Le SSD CSX SSDQ-SATA2-MLC-128 est au format 2.5 pouces et contient donc des puces MLC. En l’occurrence on a droit à 16 puces Samsung K9HCG08U1M-PCB00 (25 ns) de 8 Go chacune. Bien évidemment on retrouve le contrôleur JMicron JMF602 qui empêche la présence de mémoire cache. En observant le PCB, on constate que le SSD CSX est bien fabriqué par Innodisk, une société taïwanaise commercialisant des SSD sous sa propre marque. CSX annonce des débits de 150 Mo/s en lecture et de 100 Mo/s en écriture. Il est garanti 2 ans et affiché au prix de 350 euros.

Courbes de débits sous IOMeter
Analysons les débits de ce SSD grâce à IOMeter en lecture et en écriture, séquentielle et aléatoire.
Lecture séquentielle
Avec le contrôleur JMicron, on note toujours cette cassure dans la courbe des débits à cause de performances en demi-teinte avec les petits fichiers. La courbe monte ensuite très vite jusqu’au débit maximal qui est atteint lors du traitement de fichiers de 128 Ko. La courbe est moins régulière qu’avec des puces SLC comme dans le Transcend. Le débit maximal est par contre intéressant pour ceux qui manipulent régulièrement de gros fichiers.
Ecriture séquentielle
En écriture séquentielle, le CSX marque le pas par rapport aux SSD dotés de puces SLC comme le Transcend lui aussi architecturé autour du contrôleur JMicron JMF602. Ce qui ne change pas par contre par rapport au Transcend, ce sont les débits faibles avec les fichiers dont la taille est inférieure à 8 Ko. On notera aussi un débit maximal atteint avec des fichiers de 128 Ko avant un léger tassement des performances.
Lecture aléatoire
En lecture aléatoire, la courbe du CSX est identique à celle du Transcend à quelques Mo/s près. On a ici aussi un aplatissement de la courbe avec les fichiers de 256 et 512 Ko. On notera encore que le débit continue d’augmenter après le traitement des fichiers de 128 Ko, ce qui n’arrive pas avec les bons SSD dotés d’un contrôleur digne de ce nom.
Ecriture aléatoire
L’écriture aléatoire constitue un véritable cauchemar pour les SSD utilisant le JMicron JMF602. Le CSX aggrave le cas de ce dernier par rapport au Transcend à cause de ses puces MLC. Pire, le débit final avec des fichiers conséquents de 512 Mo est loin du débit maximal de 92 Mo/s ! Lamentable…
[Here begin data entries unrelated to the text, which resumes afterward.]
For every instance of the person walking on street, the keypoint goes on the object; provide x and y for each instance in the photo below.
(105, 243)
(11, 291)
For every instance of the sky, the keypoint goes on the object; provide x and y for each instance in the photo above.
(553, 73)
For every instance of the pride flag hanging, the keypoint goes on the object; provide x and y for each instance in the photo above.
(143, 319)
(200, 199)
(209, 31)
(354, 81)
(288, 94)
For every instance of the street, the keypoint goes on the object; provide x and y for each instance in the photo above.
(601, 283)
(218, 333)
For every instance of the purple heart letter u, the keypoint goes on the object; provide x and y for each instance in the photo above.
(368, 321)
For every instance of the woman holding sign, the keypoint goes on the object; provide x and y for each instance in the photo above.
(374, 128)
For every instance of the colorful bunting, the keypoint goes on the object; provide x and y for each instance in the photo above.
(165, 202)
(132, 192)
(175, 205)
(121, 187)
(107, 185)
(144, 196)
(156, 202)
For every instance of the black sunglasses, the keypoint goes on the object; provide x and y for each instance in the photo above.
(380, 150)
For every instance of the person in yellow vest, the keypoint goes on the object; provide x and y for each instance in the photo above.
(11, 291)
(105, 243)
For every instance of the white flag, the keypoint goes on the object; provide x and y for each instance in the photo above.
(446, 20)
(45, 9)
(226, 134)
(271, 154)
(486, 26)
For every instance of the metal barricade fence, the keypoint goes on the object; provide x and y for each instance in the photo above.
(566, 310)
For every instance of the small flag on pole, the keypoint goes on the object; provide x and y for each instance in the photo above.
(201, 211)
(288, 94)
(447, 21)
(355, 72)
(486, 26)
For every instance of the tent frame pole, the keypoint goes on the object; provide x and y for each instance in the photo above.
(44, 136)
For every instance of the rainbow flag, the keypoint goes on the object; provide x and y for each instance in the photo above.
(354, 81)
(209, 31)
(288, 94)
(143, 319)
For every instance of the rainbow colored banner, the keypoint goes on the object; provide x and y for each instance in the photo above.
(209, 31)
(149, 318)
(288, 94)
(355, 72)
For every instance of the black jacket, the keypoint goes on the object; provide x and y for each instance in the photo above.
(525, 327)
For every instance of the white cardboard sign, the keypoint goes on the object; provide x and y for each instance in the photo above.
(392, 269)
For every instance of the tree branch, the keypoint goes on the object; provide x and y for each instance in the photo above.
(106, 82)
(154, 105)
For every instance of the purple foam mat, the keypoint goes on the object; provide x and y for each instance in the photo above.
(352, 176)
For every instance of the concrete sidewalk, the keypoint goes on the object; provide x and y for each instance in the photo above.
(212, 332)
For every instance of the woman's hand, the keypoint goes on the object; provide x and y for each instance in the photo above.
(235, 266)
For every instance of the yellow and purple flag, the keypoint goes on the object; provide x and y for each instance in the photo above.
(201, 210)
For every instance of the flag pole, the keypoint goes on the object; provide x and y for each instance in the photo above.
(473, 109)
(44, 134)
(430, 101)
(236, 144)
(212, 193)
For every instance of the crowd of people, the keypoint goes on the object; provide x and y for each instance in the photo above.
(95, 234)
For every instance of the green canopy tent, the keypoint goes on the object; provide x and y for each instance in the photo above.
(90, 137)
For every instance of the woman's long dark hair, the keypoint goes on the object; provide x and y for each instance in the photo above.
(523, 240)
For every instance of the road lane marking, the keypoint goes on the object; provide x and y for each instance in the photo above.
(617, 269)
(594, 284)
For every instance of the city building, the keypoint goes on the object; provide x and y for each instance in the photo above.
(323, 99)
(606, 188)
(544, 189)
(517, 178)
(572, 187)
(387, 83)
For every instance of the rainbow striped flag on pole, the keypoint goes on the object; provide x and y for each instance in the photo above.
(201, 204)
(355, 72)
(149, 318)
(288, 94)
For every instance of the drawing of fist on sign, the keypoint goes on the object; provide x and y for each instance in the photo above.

Synthèse des résultats obtenus
Ici aussi, il existe une grande disparité entre les débits en lecture plutôt élevés et les débits en écriture. Comme sur le Crucial, les débits avec les fichiers dont la taille est inférieure à 8 Ko sont laborieux et on peut même dire qu'ils ne décollent qu'avec les fichiers de 16 Ko. Les débits aléatoires en écriture restent par contre catastrophiques...
Notre avis
Encore un SSD à fuir s’il croise votre chemin. En cause ? Le contrôleur JMicron ici accompagné de puces NAND Flash MLC qui ne font rien pour limiter les dégâts. Les débits avec les petits fichiers sont mauvais et plombent notre sentiment à son sujet même si les débits maximaux restent attractifs. Affiché autour de 350 euros pour la version 128 Go, il peut paraître intéressant et il le sera si vous faites fi de freezes et autres lenteurs lors de l’utilisation de Windows. Pour ce prix, ce serait dommage cependant de ne pas bénéficier des avantages d’un vrai SSD plus performant.